The unbearable burden of executive load on cognitive reflection: A validation of dual process theory

Eric D JohnsonDepartment of Basic Psychology and IR3C, University of Barcelona, Barcelona, Spain
Elisabet TubauDepartment of Basic Psychology and IR3C, University of Barcelona, Barcelona, Spain
Wim De NeysCNRS, LaPsyDE (CNRS Unit 8042), Paris Descartes University, Paris, France

Abstract

The Cognitive Reflection Test (CRT) is increasingly employed to measure the tendency of an individual to override a prepotent but incorrect response and to subsequently engage in further reflection. This interplay between fast intuitive responding and resource demanding reflection has been offered as a paradigmatic example of dual process theories of thinking. Despite its growing popularity both for dual process theories and as an easily deployed measure of intelligence, the basic assumption that the CRT relies on executive resources remains generally circumstantial.

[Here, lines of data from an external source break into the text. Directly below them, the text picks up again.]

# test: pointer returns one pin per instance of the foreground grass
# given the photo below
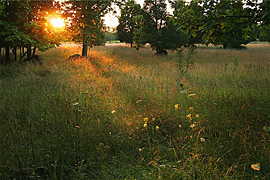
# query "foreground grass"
(125, 114)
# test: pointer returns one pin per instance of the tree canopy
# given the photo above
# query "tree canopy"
(128, 21)
(221, 22)
(86, 23)
(23, 24)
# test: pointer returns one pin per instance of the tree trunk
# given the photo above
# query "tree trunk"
(29, 53)
(84, 50)
(34, 51)
(7, 59)
(15, 53)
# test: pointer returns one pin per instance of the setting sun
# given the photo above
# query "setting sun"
(57, 22)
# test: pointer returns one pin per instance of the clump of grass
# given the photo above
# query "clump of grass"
(121, 114)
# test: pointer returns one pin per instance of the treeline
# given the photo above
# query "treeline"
(220, 22)
(24, 26)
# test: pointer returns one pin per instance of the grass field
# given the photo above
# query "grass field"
(127, 114)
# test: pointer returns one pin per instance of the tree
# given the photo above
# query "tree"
(128, 22)
(163, 34)
(86, 23)
(22, 25)
(221, 22)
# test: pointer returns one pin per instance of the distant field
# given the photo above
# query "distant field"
(127, 114)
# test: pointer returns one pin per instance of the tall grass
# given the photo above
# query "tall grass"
(126, 114)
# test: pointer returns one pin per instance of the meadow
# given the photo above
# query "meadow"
(127, 114)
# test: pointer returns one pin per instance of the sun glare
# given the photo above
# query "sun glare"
(57, 22)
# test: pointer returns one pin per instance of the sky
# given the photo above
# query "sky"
(111, 19)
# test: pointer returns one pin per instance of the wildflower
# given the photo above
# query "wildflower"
(202, 139)
(183, 91)
(267, 129)
(75, 104)
(256, 166)
(113, 111)
(138, 101)
(162, 166)
(145, 120)
(189, 116)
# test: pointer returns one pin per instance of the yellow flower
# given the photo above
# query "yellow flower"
(202, 139)
(256, 166)
(145, 120)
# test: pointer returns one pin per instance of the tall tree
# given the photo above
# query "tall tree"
(221, 22)
(128, 21)
(86, 23)
(22, 24)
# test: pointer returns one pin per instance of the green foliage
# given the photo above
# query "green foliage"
(128, 22)
(87, 25)
(23, 24)
(139, 35)
(220, 22)
(162, 33)
(85, 119)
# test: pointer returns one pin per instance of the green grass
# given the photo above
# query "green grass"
(85, 119)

The present study directly tested these dual process assumptions by presenting the standard bat-and-ball problem and a no-conflict control version while manipulating executive resources with a secondary load task. With the no-conflict control problems, accuracy was uniformly at ceiling in no load, low load, and high load conditions. In sharp contrast, in the standard conflict problems accuracy clearly declined with increasingly load. These findings validate dual process assumptions by providing direct causal evidence that correctly resolving the bat-and-ball problem draws on executive resources.